Why? Because education is a powerful tool in adapting to and mitigating climate change. Yet climate change threatens the efficient provision of education. We call this the Education-Climate Nexus

Education is increasingly vulnerable to climate change. The 2024 World Environment Day is dedicated to land restoration, desertification, and drought resilience (see UNESCO). Timely so. Heat waves, storms, droughts are just some of the natural disasters that threaten and disrupt the learning of millions with children at an extremely high risk to exposure of climate-related crises, as UNICEF, the Global Partnership for Education (GPE), and Education Cannot Wait (ECW) show in their respective studies and reports:

The effects of climate change on education are often overlooked. For once, because when climate shocks hit, people’s lives are threatened. Restoring drinking water, food, and shelter become the primary need. But climate shocks destroy schools and universities or render classrooms unsafe in heat and storm. Floods make it impossible to travel to schools. And extensive climate-related crises trigger displacement. 

ECW also stresses that the severity of impacts of climate shocks depends on pre-existing vulnerability and exposure leaves, hitting those most vulnerable the hardest. ECW data shows that the education of 62 million already crisis-affected children in 27 countries was disrupted by climate shocks in 2020 and 14 million children of school age were displaced. 

If learners’ access to education is disrupted over extended periods, this impacts their prospects on the labour market and threatens access to diverse livelihood opportunities. It makes them more vulnerable to poverty and a lack of social protection. UNICEF also finds that “[a] child who lacks access to adequate education is more vulnerable to climate and environmental shocks and stresses”, a deadly circle.

Yet, education provides the tools to adapt and mitigate climate change. Education provides knowledge to manage risks, empowers to become agents of change, impacts life-style choices with regard to carbon footprints and protecting the environment, to name a few.   

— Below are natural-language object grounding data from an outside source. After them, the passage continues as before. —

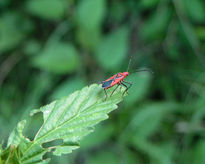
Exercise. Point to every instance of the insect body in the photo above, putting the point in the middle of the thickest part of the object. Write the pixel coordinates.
(117, 79)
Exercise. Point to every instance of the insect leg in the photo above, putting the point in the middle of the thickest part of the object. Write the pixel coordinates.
(130, 84)
(105, 94)
(114, 90)
(125, 89)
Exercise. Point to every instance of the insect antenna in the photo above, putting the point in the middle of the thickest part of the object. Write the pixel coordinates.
(129, 63)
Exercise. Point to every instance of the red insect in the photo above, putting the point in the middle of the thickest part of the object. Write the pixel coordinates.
(118, 79)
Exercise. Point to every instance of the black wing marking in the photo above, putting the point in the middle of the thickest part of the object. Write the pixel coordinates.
(107, 83)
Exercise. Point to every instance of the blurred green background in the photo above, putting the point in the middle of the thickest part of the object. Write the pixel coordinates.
(50, 48)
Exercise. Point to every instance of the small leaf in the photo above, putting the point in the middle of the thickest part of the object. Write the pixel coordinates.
(48, 9)
(57, 58)
(112, 50)
(16, 135)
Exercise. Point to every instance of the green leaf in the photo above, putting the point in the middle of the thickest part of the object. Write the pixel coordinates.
(149, 3)
(48, 9)
(156, 152)
(195, 9)
(57, 58)
(70, 119)
(112, 50)
(17, 134)
(97, 138)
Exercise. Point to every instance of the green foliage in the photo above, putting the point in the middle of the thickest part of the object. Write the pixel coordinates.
(116, 44)
(53, 10)
(48, 60)
(69, 119)
(50, 48)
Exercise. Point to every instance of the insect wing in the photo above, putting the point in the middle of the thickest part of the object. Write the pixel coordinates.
(107, 83)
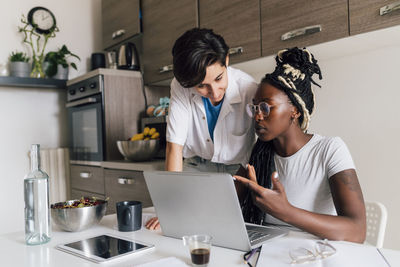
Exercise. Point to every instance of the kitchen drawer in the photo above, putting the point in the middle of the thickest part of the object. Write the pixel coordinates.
(120, 21)
(125, 185)
(77, 194)
(163, 22)
(238, 22)
(290, 19)
(87, 178)
(365, 15)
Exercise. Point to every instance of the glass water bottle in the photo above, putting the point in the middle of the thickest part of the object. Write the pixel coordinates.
(37, 210)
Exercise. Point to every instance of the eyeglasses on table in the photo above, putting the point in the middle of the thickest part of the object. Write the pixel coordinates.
(323, 249)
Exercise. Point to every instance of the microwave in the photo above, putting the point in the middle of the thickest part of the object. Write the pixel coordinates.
(160, 123)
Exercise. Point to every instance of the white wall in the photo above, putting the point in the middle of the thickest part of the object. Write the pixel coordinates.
(359, 101)
(29, 115)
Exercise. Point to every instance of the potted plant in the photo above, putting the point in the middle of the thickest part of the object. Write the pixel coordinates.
(19, 64)
(56, 64)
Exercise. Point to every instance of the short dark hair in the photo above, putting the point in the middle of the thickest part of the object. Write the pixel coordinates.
(194, 51)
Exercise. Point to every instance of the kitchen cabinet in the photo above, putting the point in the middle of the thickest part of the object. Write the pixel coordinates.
(301, 23)
(369, 15)
(238, 22)
(120, 20)
(125, 185)
(163, 22)
(89, 179)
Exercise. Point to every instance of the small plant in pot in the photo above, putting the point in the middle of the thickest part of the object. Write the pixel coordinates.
(56, 64)
(19, 64)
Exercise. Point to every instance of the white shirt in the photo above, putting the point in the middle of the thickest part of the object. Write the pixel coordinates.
(305, 175)
(234, 131)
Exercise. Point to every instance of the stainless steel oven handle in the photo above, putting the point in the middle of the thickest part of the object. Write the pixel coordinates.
(88, 100)
(124, 180)
(85, 175)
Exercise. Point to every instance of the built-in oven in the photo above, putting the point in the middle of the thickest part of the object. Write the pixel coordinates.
(86, 120)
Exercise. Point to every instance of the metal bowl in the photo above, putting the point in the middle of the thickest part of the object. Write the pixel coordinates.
(139, 150)
(78, 219)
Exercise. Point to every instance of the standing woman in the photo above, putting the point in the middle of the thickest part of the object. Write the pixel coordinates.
(207, 122)
(207, 125)
(304, 180)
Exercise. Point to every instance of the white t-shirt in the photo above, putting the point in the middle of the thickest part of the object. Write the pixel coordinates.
(305, 175)
(234, 131)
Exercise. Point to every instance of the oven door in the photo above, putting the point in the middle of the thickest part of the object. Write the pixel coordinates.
(86, 129)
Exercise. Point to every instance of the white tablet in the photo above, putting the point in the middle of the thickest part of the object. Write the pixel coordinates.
(104, 247)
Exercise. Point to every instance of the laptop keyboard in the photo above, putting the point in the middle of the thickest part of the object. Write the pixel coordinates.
(255, 236)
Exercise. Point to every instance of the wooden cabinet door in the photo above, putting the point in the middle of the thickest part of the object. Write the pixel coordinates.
(163, 22)
(293, 17)
(125, 186)
(365, 15)
(238, 22)
(87, 178)
(120, 20)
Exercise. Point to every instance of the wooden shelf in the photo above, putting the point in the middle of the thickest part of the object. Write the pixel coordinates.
(32, 82)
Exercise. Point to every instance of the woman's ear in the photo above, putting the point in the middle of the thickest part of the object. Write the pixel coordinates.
(295, 113)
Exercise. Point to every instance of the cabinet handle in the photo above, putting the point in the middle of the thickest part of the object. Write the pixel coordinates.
(118, 33)
(85, 175)
(166, 68)
(389, 8)
(302, 31)
(235, 50)
(124, 180)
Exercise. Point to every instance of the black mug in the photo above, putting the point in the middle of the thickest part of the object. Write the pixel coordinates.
(98, 60)
(129, 215)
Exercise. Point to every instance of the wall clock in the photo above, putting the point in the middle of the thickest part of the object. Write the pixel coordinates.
(42, 19)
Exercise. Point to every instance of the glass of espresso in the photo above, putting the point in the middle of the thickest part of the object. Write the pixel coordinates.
(199, 246)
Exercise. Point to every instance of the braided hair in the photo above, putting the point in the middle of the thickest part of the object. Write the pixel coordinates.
(293, 75)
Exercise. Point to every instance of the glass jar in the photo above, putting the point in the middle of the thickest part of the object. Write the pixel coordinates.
(37, 209)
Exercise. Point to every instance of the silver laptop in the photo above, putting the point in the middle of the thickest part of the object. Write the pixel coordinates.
(189, 203)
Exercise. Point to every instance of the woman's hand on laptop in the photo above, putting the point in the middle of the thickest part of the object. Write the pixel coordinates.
(153, 224)
(273, 201)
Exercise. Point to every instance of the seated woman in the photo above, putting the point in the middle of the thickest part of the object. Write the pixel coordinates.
(304, 180)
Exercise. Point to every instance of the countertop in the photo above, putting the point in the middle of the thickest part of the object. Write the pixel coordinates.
(14, 251)
(111, 72)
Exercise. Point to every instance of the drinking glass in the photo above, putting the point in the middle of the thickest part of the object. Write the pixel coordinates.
(199, 246)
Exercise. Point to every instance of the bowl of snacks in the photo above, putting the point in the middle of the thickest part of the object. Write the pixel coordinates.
(140, 147)
(78, 214)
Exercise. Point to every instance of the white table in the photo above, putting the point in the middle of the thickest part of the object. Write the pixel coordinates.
(14, 252)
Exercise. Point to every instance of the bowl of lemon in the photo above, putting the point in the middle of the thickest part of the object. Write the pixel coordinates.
(141, 146)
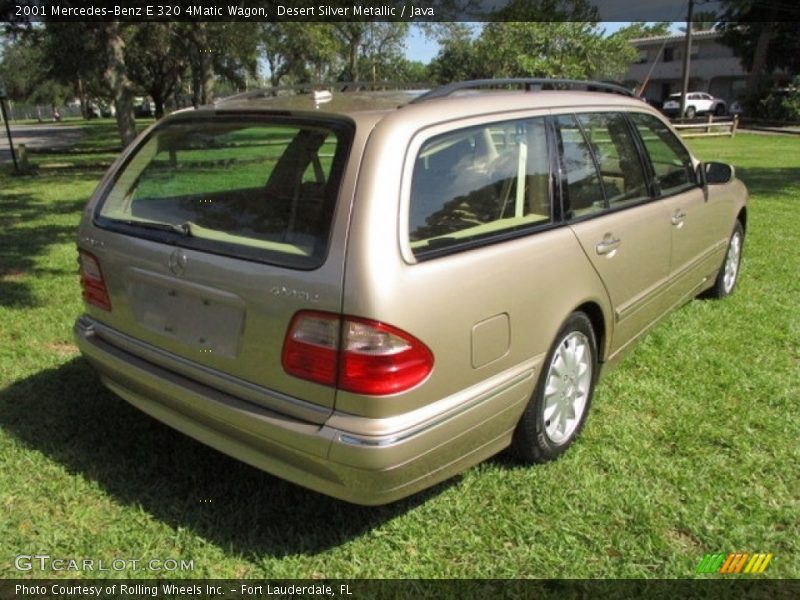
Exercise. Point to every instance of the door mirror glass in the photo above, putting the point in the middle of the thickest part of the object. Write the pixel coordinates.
(717, 173)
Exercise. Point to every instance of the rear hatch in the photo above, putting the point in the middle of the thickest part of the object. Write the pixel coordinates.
(211, 235)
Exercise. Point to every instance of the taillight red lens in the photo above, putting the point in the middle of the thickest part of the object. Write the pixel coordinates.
(92, 282)
(310, 350)
(356, 355)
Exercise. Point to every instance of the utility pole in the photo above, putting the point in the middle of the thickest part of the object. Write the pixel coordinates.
(8, 129)
(686, 52)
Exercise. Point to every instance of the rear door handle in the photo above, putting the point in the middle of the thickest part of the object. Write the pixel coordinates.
(608, 245)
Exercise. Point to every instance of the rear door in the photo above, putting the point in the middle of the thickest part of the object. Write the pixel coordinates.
(211, 237)
(694, 219)
(622, 230)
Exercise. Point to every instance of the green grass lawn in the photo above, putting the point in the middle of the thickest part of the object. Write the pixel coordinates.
(692, 445)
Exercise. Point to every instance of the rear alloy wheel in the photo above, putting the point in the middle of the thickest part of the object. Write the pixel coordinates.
(729, 271)
(557, 411)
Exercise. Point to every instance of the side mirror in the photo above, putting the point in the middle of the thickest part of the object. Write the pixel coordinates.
(718, 173)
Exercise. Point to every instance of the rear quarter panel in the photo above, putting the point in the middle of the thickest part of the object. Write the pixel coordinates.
(483, 312)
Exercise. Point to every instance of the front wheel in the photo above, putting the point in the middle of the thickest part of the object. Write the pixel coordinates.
(729, 271)
(560, 403)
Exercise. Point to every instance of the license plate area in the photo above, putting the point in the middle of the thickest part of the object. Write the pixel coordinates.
(201, 317)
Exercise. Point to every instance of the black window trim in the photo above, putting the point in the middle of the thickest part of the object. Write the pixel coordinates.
(654, 191)
(659, 194)
(556, 214)
(343, 128)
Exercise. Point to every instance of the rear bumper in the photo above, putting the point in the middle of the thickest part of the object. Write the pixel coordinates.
(337, 461)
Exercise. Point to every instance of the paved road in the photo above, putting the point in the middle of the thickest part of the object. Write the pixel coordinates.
(39, 136)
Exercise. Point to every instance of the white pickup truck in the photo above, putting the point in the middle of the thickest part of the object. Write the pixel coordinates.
(697, 103)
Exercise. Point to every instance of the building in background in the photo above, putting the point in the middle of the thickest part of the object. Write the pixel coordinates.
(713, 68)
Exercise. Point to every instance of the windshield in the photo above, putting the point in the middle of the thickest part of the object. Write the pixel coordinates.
(264, 190)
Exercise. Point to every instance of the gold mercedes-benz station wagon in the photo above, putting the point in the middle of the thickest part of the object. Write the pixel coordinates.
(367, 293)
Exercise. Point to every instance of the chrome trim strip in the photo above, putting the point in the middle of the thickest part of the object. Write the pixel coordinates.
(228, 384)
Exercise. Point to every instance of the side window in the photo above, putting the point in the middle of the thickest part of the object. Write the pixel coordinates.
(478, 182)
(672, 164)
(584, 188)
(621, 171)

It is time for a call worldwide for disaster preparedness and climate education in schools and upskilling teachers while at the same time making the education systems climate resilient. Schools, infrastructure, and transport need to be prepared to withstand extreme weather conditions, amongst other.

The world has not been blind though. In December 2023, during COP28 (28th Conference of the Parties to the United Nations Framework Convention on Climate Change) member states signed a milestone Declaration on the Common Agenda for Education and Climate Change stressing the impacts of climate crisis on education and that at the same time, education provides the “knowledge and skills required for a changing world and plays an essential role to powering the shift at scale to more sustainable, equitable, just, and climate-resilient societies”.

This common understanding of recognising and addressing the Education-Climate nexus provides hope. But it is a long way to go. The declaration has been endorsed by 45 states so far. Ireland is not yet among them. And it has been 6 months since COP28. Has it been forgotten on the agenda? The potential is there, as Ireland is a strong supporter of GPE and ECW and their efforts in the area of climate change are growing. It is time to act and call on the Irish government to take a leadership role on this front. This will be a – if not the – most important dual agenda of today.